Он пошел на ЭТО еще и потому, что принадлежал к блистательной плеяде директоров-романтиков, еще со времен НЭПа и тридцатых годов, знавших досконально театральное дело и, главное, любивших не только само это дело, но прежде всего людей, его делавших, — он любил ТАЛАНТ, служил ТАЛАНТУ, и этим все сказано.
Преклоняясь перед Вардзиели и Двориным, я отдаю должное допотопному театральному Служению, которое нынче редкость. Вся штука в том, что оба «всё понимали», но думали и поступали в те темные времена, исходя из своих собственных представлений о ценностях жизни.
Папа Сава, к примеру, сразу сказал:
— Когда меня из-за вас уволят, вас уже ничто и никто не спасет, запомните.
Как в воду глядел. Папа Сава был нашим щитом. Правда, его не уволили. Он сам ушел из жизни — аккурат в начале «пражской весны» 68-го года, а в декабре 69-го нас «ликвидировали».
На месте Дворина оказался юный приспособленец Ваня Несвит, которого я не мог физически переносить сидящим в директорском кабинете в кресле папы Савы. Ваня был типичный Молчалин с приветливой улыбкой на комсомольском лице — его подпись на последнем приказе стоит и сейчас у меня перед глазами.
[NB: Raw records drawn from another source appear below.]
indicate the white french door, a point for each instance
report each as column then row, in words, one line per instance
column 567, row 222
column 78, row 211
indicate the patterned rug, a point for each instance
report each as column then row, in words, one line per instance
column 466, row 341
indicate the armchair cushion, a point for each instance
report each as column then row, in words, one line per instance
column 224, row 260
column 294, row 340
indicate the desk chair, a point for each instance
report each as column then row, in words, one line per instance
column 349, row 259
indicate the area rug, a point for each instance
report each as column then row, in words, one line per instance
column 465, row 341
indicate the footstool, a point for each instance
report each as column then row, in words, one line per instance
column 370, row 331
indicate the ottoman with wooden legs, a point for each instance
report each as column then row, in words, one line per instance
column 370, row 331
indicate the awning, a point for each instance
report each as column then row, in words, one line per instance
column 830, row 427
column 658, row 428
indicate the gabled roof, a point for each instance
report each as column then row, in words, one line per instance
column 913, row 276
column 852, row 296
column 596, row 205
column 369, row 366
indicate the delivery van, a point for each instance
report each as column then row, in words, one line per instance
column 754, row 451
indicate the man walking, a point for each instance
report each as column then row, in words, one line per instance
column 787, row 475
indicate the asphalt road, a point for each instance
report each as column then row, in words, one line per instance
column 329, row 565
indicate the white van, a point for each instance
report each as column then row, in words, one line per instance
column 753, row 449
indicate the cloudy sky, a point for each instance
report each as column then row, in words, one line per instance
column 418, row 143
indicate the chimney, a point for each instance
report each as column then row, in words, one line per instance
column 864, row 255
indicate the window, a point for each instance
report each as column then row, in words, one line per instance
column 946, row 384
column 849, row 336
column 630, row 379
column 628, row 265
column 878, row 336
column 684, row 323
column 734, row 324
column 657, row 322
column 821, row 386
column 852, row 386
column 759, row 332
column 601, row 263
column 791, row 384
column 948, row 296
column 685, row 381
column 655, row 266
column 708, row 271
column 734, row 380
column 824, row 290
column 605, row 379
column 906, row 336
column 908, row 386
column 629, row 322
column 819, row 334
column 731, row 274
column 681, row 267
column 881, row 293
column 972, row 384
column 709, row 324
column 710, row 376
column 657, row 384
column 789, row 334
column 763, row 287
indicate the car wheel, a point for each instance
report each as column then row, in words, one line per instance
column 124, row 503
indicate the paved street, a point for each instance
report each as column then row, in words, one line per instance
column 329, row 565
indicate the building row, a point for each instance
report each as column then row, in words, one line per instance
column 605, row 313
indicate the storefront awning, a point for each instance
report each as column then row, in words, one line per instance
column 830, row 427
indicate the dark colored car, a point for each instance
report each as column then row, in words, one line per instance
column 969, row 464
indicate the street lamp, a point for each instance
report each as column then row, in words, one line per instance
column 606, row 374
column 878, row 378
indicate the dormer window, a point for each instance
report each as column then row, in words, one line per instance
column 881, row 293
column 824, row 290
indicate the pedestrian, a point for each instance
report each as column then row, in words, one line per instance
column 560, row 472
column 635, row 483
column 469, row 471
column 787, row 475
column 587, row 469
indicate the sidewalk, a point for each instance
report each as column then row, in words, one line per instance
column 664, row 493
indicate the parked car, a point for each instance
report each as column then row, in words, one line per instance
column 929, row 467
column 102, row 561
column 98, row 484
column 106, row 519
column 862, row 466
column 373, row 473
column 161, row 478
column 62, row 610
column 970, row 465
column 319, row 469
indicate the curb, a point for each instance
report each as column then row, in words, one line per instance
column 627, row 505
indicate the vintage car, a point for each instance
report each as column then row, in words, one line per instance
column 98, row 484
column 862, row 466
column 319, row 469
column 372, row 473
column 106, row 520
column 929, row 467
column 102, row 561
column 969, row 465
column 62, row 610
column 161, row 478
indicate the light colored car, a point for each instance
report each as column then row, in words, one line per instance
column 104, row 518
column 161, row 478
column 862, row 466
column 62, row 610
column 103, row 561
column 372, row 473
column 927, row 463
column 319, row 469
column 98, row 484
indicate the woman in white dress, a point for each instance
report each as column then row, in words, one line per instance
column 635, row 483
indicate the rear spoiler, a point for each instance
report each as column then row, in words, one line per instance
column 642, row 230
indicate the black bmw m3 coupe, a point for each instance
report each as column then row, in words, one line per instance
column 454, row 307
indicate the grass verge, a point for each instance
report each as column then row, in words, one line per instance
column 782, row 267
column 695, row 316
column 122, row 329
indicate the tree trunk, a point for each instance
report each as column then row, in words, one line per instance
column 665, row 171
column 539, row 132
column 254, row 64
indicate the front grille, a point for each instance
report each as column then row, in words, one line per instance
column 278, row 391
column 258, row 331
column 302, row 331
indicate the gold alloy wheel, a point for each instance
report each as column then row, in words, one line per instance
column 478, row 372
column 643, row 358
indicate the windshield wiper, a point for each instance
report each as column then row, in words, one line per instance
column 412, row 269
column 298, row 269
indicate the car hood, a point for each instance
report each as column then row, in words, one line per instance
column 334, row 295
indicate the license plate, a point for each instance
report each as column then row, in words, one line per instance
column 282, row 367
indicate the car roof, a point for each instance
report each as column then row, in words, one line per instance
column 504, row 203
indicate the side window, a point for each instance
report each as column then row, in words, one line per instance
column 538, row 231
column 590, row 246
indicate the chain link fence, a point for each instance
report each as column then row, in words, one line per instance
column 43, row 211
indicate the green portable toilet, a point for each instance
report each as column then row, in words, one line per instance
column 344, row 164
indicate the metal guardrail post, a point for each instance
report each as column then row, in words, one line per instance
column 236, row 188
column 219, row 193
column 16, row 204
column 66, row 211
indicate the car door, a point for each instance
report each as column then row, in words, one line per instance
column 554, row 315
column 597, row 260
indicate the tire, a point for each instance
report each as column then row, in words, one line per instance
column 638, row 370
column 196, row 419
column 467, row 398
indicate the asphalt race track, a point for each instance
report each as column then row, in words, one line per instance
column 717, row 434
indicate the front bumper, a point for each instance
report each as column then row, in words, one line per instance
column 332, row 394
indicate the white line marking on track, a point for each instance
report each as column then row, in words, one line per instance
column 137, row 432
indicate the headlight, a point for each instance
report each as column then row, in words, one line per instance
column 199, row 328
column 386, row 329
— Пойми, — шептал мне Ваня на ухо, — я не антисемит, но… что я могу?.. Я же ничего не могу.
И действительно, что он мог?.. Он же ничего не мог.
это мы пели со сцены в спектакле «Вечер русской сатиры» — знаменитые стихи Саши Черного были положены мною на собственную музыку.
— Сними! — говорили мне со всех сторон. — Это сегодня не в жилу.
Я не снимал, понимая, что «это» будет «не в жилу» всегда.
А в спектакле «Сказание про царя Макса-Емельяна» впервые прозвучала песенка «Кихелэх и земелэх» — на стихи Моисея Тейфа, поэта-фронтовика и поэта-лагерника. Мелодию этой песни я сочинил потому, что был буквально потрясен переводом Юнны Мориц, сделавшей идиш великолепно звучащим по-русски.
И снова:
— Сними!.. Спектакль не пойдет, если в нем будет эта песня.
Конечно, я спрашивал в парткомах-профкомах:
Но почему?.. Это же антифашистская, антигитлеровская песня!
Знаете, какой был ответ?
— Да, антифашистская… Но не надо эту тему акцентировать.
Я удивлялся:
— Как не надо?.. Почему не надо?
— Потому, что это еврейская тема. Антифашистская, но — еврейская.
— А что?.. Еврейская антифашистская тема у нас запрещена?
— Кто сказал «запрещена»?.. Мы сказали «не надо акцентировать», а это совсем другое.
— То же самое.
— Нет, товарищ Розовский, мы ничего не запрещаем. Мы советуем. Рекомендуем. Но если вы не слышите наших советов, если не идете нам навстречу, вы идете против. Значит, вы не понимаете политики партии, не разделяете наших взглядов.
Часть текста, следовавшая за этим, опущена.